Голова Льва Исаевича была в крови, под опущенными веками чувствовалось трагическое столкновение с другой действительностью, в которую этот человек с тревогой и мучительными сомнениями всматривался внутренним взором; вообще-то его лицо было абсурдной мешаниной морщин, жировых складок и мешочков и особой выразительностью никогда не отличалось, но сейчас в нем произошло удивительное упорядочение и вместо обычной умильно-жалостливой гримаски проступило нечто строгое и даже глубокомысленное. Макаронов велел одному из охранников вызвать "скорую помощь". Общее волнение как будто улеглось, но прежнего веселья как не бывало. Люди угрюмо пили и закусывали, вполголоса обсуждая нарушившие приятную атмосферу вечера происшествия. Даже Петя Чур как-то притих, и вино, которым он продолжал усиленно накачиваться, больше явно не радовало его. Макаронов имитировал поиски напавших на издателя, хотя не сомневался, что тех давно и след простыл. Артисты вернулись к прерванному ужину. Но кусок не шел в горло. Красный Гигант долго приглядывался к кругам, синевшим на лбу Голубого Карлика, и наконец спросил:
- Ты думаешь, это серьезно, Антон Петрович? Ну, эта печать... и насчет посвящения... Думаешь, браток, это самая что ни на есть доподлинная инициация и вообще особая культура мэрии в обращении с нами, а не шутка и хрен собачий?

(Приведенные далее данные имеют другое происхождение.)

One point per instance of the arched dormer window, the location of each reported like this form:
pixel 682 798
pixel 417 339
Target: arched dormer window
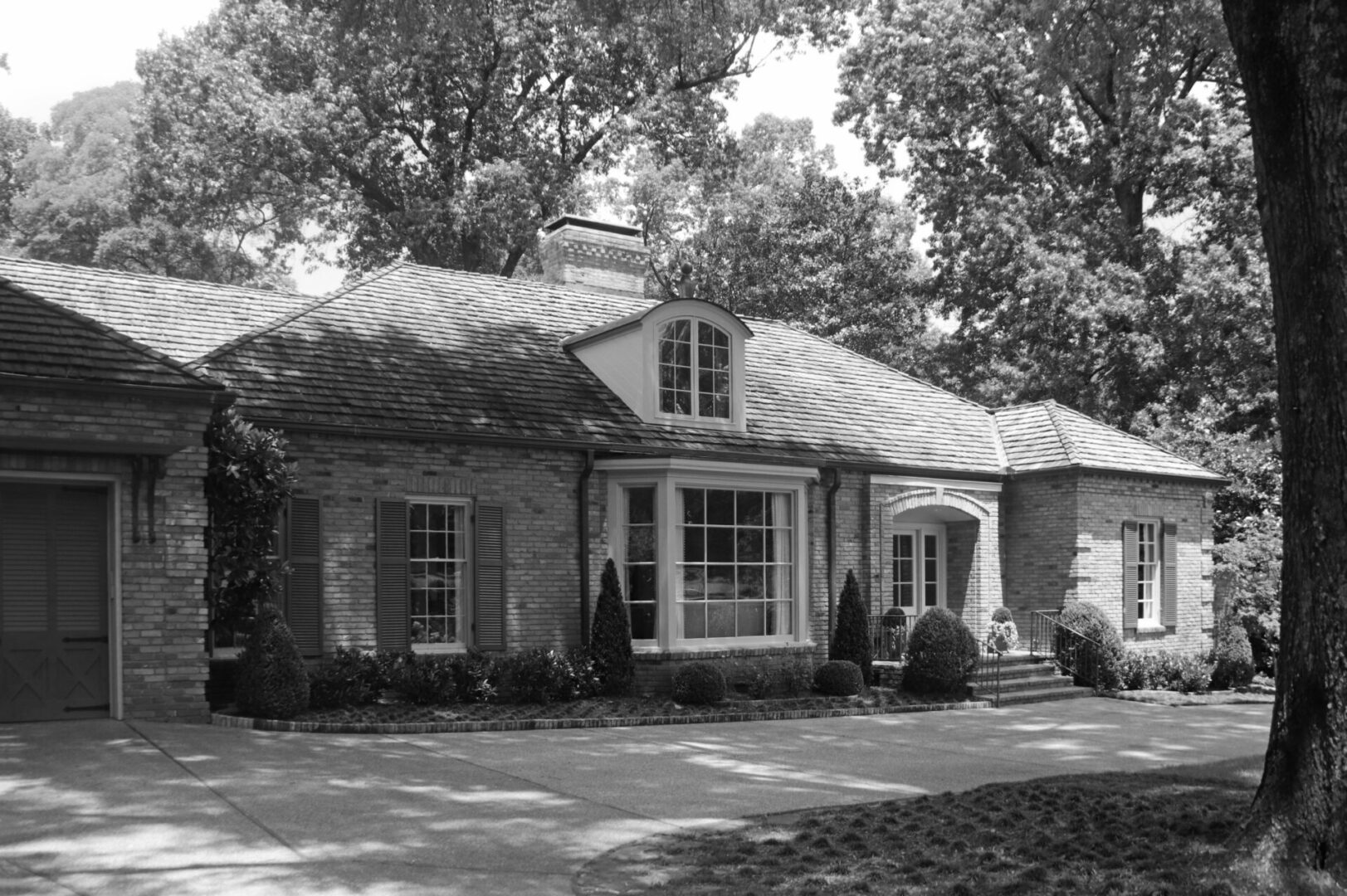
pixel 695 371
pixel 676 364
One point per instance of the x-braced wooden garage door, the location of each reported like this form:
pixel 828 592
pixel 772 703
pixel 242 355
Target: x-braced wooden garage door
pixel 53 601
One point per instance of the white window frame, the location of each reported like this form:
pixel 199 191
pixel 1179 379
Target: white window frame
pixel 667 476
pixel 1149 589
pixel 465 596
pixel 919 531
pixel 695 371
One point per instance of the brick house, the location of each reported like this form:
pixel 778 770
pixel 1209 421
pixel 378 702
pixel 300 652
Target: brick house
pixel 473 449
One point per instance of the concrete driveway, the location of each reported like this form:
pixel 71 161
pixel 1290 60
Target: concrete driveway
pixel 179 810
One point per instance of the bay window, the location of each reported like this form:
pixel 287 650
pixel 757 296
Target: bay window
pixel 709 557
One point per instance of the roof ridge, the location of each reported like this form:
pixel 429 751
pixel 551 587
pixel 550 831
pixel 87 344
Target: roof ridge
pixel 1133 437
pixel 140 275
pixel 289 319
pixel 1067 445
pixel 871 362
pixel 116 336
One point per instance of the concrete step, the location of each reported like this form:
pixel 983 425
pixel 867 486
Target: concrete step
pixel 1040 695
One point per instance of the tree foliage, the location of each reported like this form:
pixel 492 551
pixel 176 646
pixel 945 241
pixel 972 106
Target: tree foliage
pixel 441 131
pixel 71 198
pixel 771 229
pixel 246 484
pixel 1051 144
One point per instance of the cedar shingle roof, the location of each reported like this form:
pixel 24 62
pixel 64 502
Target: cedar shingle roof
pixel 41 338
pixel 441 352
pixel 427 349
pixel 1048 436
pixel 181 319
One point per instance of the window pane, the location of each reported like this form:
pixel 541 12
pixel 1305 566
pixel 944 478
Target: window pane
pixel 720 544
pixel 640 584
pixel 694 505
pixel 720 507
pixel 750 584
pixel 694 620
pixel 749 548
pixel 642 621
pixel 720 620
pixel 640 505
pixel 720 582
pixel 694 543
pixel 748 509
pixel 640 544
pixel 750 623
pixel 693 584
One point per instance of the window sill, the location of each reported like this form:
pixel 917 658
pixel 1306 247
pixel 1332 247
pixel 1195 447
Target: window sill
pixel 720 651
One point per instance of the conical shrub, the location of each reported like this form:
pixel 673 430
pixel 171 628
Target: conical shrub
pixel 852 639
pixel 272 680
pixel 611 637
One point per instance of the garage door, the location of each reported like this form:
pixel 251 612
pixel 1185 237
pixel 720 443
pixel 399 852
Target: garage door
pixel 53 602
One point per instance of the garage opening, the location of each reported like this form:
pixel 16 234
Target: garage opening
pixel 54 597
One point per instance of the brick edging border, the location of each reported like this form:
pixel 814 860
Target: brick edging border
pixel 558 723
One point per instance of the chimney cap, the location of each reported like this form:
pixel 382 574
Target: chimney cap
pixel 590 224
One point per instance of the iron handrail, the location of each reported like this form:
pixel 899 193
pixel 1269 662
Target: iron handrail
pixel 1075 652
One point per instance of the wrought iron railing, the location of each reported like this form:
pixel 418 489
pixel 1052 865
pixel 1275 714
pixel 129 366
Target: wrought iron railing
pixel 888 637
pixel 988 678
pixel 1076 655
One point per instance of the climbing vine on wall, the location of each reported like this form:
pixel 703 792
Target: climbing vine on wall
pixel 248 480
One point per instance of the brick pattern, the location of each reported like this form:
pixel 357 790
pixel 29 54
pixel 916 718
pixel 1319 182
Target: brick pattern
pixel 536 488
pixel 163 609
pixel 1066 543
pixel 973 563
pixel 594 261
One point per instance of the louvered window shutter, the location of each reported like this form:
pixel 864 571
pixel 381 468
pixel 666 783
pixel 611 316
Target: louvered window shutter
pixel 393 615
pixel 489 574
pixel 305 582
pixel 1169 587
pixel 1129 576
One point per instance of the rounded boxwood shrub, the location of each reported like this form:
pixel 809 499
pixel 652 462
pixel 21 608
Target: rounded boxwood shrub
pixel 838 678
pixel 700 684
pixel 1232 656
pixel 1091 621
pixel 272 680
pixel 942 652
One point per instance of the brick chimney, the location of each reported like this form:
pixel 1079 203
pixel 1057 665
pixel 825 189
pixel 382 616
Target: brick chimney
pixel 594 256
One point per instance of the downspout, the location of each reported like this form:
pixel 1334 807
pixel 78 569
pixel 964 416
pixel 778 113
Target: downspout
pixel 583 548
pixel 832 548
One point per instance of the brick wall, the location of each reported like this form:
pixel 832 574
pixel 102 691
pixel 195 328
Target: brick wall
pixel 162 585
pixel 1063 541
pixel 538 488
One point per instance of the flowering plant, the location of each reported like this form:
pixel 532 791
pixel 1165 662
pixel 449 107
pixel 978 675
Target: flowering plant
pixel 1003 636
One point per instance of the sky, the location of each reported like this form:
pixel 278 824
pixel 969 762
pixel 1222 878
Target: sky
pixel 60 47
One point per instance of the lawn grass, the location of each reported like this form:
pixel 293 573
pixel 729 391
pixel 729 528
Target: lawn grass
pixel 1122 835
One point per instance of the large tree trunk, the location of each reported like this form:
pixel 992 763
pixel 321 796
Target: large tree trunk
pixel 1293 61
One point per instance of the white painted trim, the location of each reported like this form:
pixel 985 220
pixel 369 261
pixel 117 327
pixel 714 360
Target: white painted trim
pixel 666 476
pixel 970 485
pixel 689 466
pixel 115 635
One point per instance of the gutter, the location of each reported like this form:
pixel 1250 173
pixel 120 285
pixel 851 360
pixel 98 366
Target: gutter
pixel 583 544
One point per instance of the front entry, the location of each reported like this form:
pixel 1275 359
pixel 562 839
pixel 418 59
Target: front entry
pixel 53 601
pixel 918 567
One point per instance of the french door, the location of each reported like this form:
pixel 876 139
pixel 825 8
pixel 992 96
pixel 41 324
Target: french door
pixel 918 567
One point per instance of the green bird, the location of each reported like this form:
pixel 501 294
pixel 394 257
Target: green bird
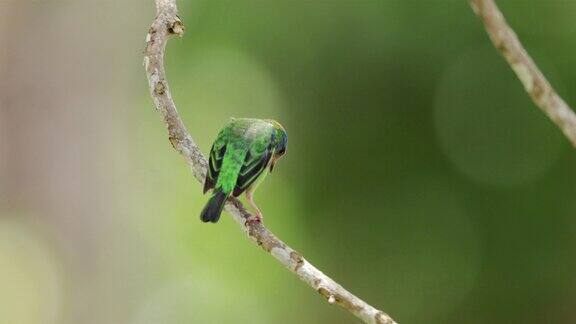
pixel 244 152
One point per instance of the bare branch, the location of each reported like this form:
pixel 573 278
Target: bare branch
pixel 166 24
pixel 539 89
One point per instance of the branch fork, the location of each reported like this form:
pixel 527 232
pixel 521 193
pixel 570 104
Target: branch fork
pixel 167 24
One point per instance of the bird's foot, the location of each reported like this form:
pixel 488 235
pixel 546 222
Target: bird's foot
pixel 256 218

- Господь с тобой, Леонид Егорович, что в этом может быть серьезного! - возразил Антон Петрович с печальной улыбкой. - Может, и не хрен, а все же так, одно баловство зарвавшегося, уверенного в своей безнаказанности пьяницы. В той жизни, которую мы с тобой ведем нынче, серьезно лишь одно: наше самосознание. Ты понимаешь, что я имею ввиду? И знаешь, - разговорился Голубой Карлик, - среди всего этого балагана наше самосознание лишь на том и может держаться, что на вере в будущие перемены... в неизбежное возвращение к нормальной жизни. Потеряешь эту веру - перестанешь сознавать себя, а следовательно, уже никогда и ничего не добьешься в нашем мире.
- А ты надеешься еще чего-то добиться? - Леонид Егорович глянул на друга искоса, подозрительно. - Значит, все-таки рассчитываешь, что эти синие кружочки в конце концов обеспечат тебе тепленькое местечко в мэрии?
- Да почему именно в мэрии? Не говори чепухи! Ты бы пошел в мэрию? Согласен, чтоб какой-то пьяный Петя Чур шлепал тебя по голове резиновой болванкой и объявлял при этом посвященным? Думаю, что нет, во всяком случае мой пример убеждает тебя, что делать этого не стоит. Как из твоего опыта я отлично вижу, что нет ничего хуже, чем связываться с политическими мракобесами. Мы теперь навсегда крепко связаны. Одного боюсь: как бы в решающую минуту, когда у нас снова будет возможность делать выбор, тебе не взбрело на ум вернуться к прежним убеждениям.
Красный Гигант вспыхнул:
- Ты считаешь их неверными и просто бредовыми и хочешь, чтобы я признал это, но как я пойду на такое, если ты-то сам свои прежние убеждения не признаешь неверными и бредовыми?
- Зачем же мне белое называть черным?
- В таком случае не требуй этого от меня.
- Вспомни время, когда ты был, так сказать, народным трибуном. Ты говорил много и связно, а это значит, что ты лгал. Когда у человека все отлично получается на словах, яснее ясного, что говорит он не об истинном. Я тоже говорил много, но, Леонид Егорович, я говорил бессвязно, пылко, бестолково, как бы ни о чем. Только так и можно говорить об истине. Я говорил о свободе, требовал ее. Свобода - вот единственная истина.
- А теперь мы сидим в заднице. Это и есть твоя хваленная свобода, Антон Петрович? - Леонид Егорович нехорошо усмехнулся. - И почему же, скажи на милость, сейчас твоя речь льется плавно и гладко? Значит, ты лжешь?